Весьма замечательно звуковое строение ивановского текста. К нему легко применить известное замечание Пушкина по поводу батюшковских стихов: «звуки италианские». Избегая характерных русских звукосочетаний, Иванов строит консонантические темы сонета на плавных и особенно на сонорных согласных. В первом катрене и во втором терцете сонорных у него даже больше, чем у Петрарки (24 и 21, у Петрарки соответственно 21 и 19). Первый катрен насыщен звуком л (л’) — кстати говоря, начальным звуком имени ЛаураЛидия). В обоих качествах — твердом и палатализованном — л в катрене встречается 11 раз (и семь раз во втором терцете). Повторяющиеся частицы ли…ли оказываются как бы слепком с итальянских частиц il…le (в несколько меньшей степени ни…ни — слепок с s'i…s'i, причем в этом случае наблюдается и семантическое обращение). Таких звуковых совпадений во всем сонете можно отметить множество. Так, повтор м'uлой… м'uлых… м'uлой в третьей и четвертой строках перекликается, с одной стороны, с figli (вторая строка), с другой стороны, с т’… mi… mia (пятая и шестая строки); сл'aдко пл'aчет совпадает по звуку с soave piagne (первая строка). Ср. также мрак — cara, dolcezza — волш'eбной (вторая строка); мечте унылой (конец шестой строки) — mi lagne (конец седьмой строки); в'eрил (10-я строка) — veder( 11 — я строка); серд'eчных ран (конец 13-й строки) — fera ventura (конец 12-й строки); жизнь — gi`u, nulla… diletta — ни обольстила (14-я строка) и др. Эта «итальянизация» опять оказывается отсылкой к «школе гармонической точности». Можно было бы сказать, что «note pietose et scorte» у Иванова в изобилии появляются на звуковом уровне, как бы компенсируя факт, что само это словосочетание на смысловом уровне не переведено.

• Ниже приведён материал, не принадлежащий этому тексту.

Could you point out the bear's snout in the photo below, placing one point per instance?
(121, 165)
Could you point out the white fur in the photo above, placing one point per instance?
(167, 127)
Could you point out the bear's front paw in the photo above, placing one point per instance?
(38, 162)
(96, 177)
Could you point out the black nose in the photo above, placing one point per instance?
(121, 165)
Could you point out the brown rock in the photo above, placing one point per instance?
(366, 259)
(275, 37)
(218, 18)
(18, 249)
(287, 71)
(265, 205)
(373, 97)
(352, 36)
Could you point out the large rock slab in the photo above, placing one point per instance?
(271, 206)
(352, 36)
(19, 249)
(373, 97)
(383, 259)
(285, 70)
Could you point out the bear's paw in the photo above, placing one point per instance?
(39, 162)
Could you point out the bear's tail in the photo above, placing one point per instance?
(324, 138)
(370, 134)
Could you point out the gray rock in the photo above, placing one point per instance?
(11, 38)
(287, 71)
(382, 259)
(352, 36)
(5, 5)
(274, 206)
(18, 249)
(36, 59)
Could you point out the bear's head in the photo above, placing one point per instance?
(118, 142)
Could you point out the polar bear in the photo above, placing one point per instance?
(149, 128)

«Гармоническая точность» господствует у Иванова и на других уровнях. Так, исключительно симметрично распределены глаголы (по одному в каждой строке, кроме четвертой, где роль глагола исполняет слово нет). Синтаксис, в оригинале достаточно сложный, упрощается и гармонизируется. Четыре фразы сонета

превращаются в 12 (!), причем большинство из них оказываются простыми предложениями. Нагнетаются повторы, анафоры, параллелизмы. Что же касается чисто смысловой стороны, то здесь Иванов, казалось бы, близко следует за Петраркой: не менее 15 полнозначных слов совпадают по смыслу и строго соблюдено общее движение лирического сюжета. Однако стоит отметить два интересных семантических сдвига.

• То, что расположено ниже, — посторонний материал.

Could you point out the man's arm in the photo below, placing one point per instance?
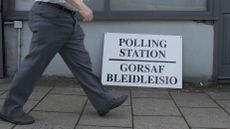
(84, 10)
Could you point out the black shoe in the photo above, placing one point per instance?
(115, 102)
(22, 120)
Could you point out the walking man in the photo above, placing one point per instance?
(56, 30)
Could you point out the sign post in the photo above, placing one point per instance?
(140, 60)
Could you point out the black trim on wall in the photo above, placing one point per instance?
(107, 14)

Во-первых, Иванов переводит пространственную определенность Петрарки («il cielo et le campagne») во временною определенность (летний мрак). Не исключено, что подобные смещения вообще характерны для ивановской поэтической модели [347] . Другое смещение менее заметно и более значительно. Стихи Петрарки говорят о бренности и смерти. Иванов, казалось бы, говорит о том же (слово Смерть, как и у Петрарки, у него находится в центре сонета и дано с прописной буквы). Но некое тайное течение в стихах Иванова противоречит мысли о всесилии «царицы Смерти». В каждой строфе присутствует слово, связанное со вторым полюсом семантической оппозиции: живит (первый катрен), живей (второй катрен), живых (первый терцет), жизнь (второй терцет). У Петрарки жизнь выступает лишь однажды, да и то косвенным образом (vivendo… impart). Все, связанное со смертью Лауры, у Иванова несколько ослаблено. Соловей не оплакивает своих милых, а тоскует по ним (возможно, речь идет о временной разлуке); суровый жребий (dura sorte) уступает место мечте унылой; песнь соловья не просто сопровождает поэта, а будит (к жизни); смерть не уничтожает, лишь грозит; очи возлюбленной у Петрарки становятся землей, у Иванова — «Те солнца два живых… затмил туман… Земля их поглотила» (как бы на время). Наконец, в двух последних стихах Иванов вводит прямую речь, которой нет у Петрарки (единственное несколько вычурное выражение ивановского перевода — «поет нам боль сердечных ран»). Боль говорит, что все на свете бренно. Однако это только слово, сказанное во внутреннем диалоге, где всегда возможно другое слово — ответ надежды. Для Петрарки мир земной и мир небесный взаимно непроницаемы; для Иванова они равно пронизаны божественным началом. В гармонической вселенной Иванова господствует не смерть, а чаяние воскресения мертвых.

347

Ср. Venclova Tomas. Vjaceslav Ivanov — Translator of Kristijonas Donelaitis // Journal of Baltic Studies, 9. 1978. P. 291–304.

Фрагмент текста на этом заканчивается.